What is the difference between frequentist and Bayesian statistics?
- Bayesians use Bayes' theorem, frequentists do not
- Frequentists believe in probability and Bayesians do not
- Frequentists interpret probability as a long-run frequency, Bayesians as a degree of belief
- There is no difference
Frequentist statistics interprets probability as the long-run frequency of events, whereas Bayesian statistics interprets probability as a degree of belief or as subjective probability. The Bayesian approach uses Bayes' theorem to update probabilities based on new data.
What are confidence intervals used for in statistics?
- To determine the median of a sample
- To determine the spread of data in a sample
- To estimate the population parameter
- To find the mean of a sample
Confidence intervals are used to estimate the range within which the true population parameter lies with a certain degree of confidence. They do not specifically determine the mean, median, or spread of a sample.
How does skewness affect the mean and median of a dataset?
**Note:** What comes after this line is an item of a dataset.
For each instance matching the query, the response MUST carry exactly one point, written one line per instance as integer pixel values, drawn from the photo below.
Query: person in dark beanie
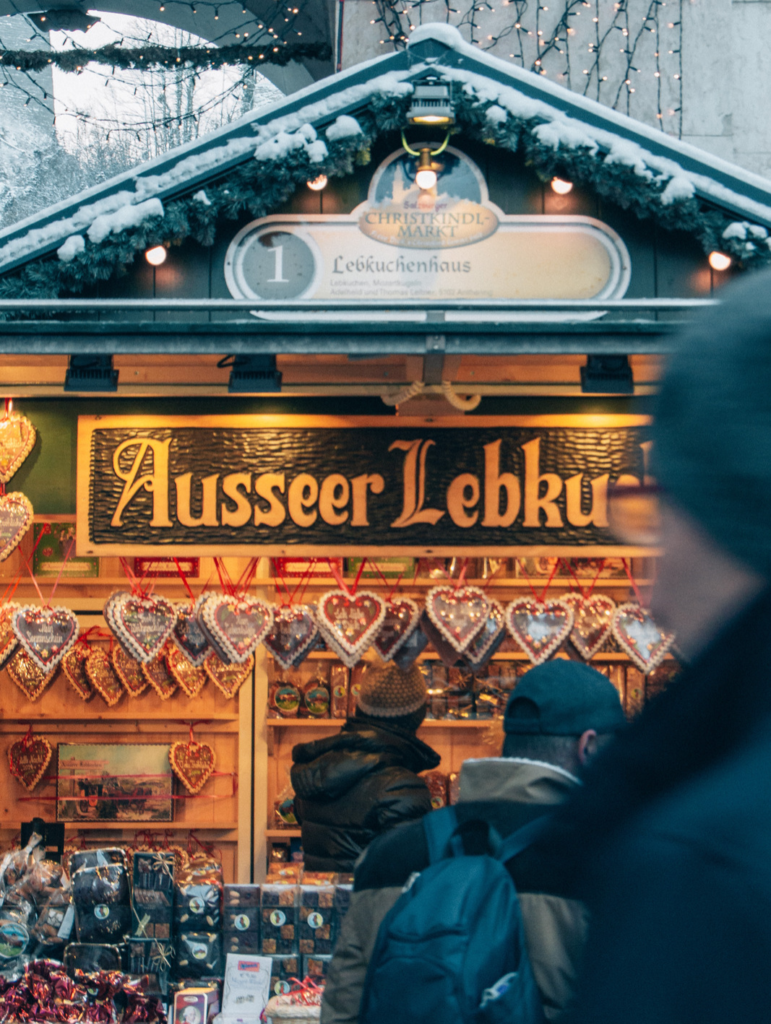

- In a positively skewed distribution, the mean is greater than the median
- In a positively skewed distribution, the median is greater than the mean
- Skewness affects only the mean
- Skewness does not affect the mean and median
In a positively skewed distribution, the mean is greater than the median as the mean gets pulled in the direction of the skew (towards the right tail). In a negatively skewed distribution, the mean is less than the median as the mean gets pulled towards the left tail.
What can cause the Chi-square test for goodness of fit to be biased?
- Having a large sample size
- Having a small sample size
- Having equal expected frequencies in all categories
- Having normally distributed data
A small sample size can lead to unreliable results in a Chi-square test for goodness of fit. This can be due to the fact that the test requires a sufficient number of observations in each category to provide a reliable estimate of the distribution.
In _________ sampling, the population is divided into subgroups, and a simple random sample is drawn from each subgroup.
- Cluster
- Simple Random
- Stratified
- Systematic
In stratified sampling, the population is divided into non-overlapping groups, or strata, such as age groups, income levels, or gender. Then, a simple random sample is taken from each stratum. Stratified random sampling can provide more precise estimates if the strata are relevant to the characteristic of interest.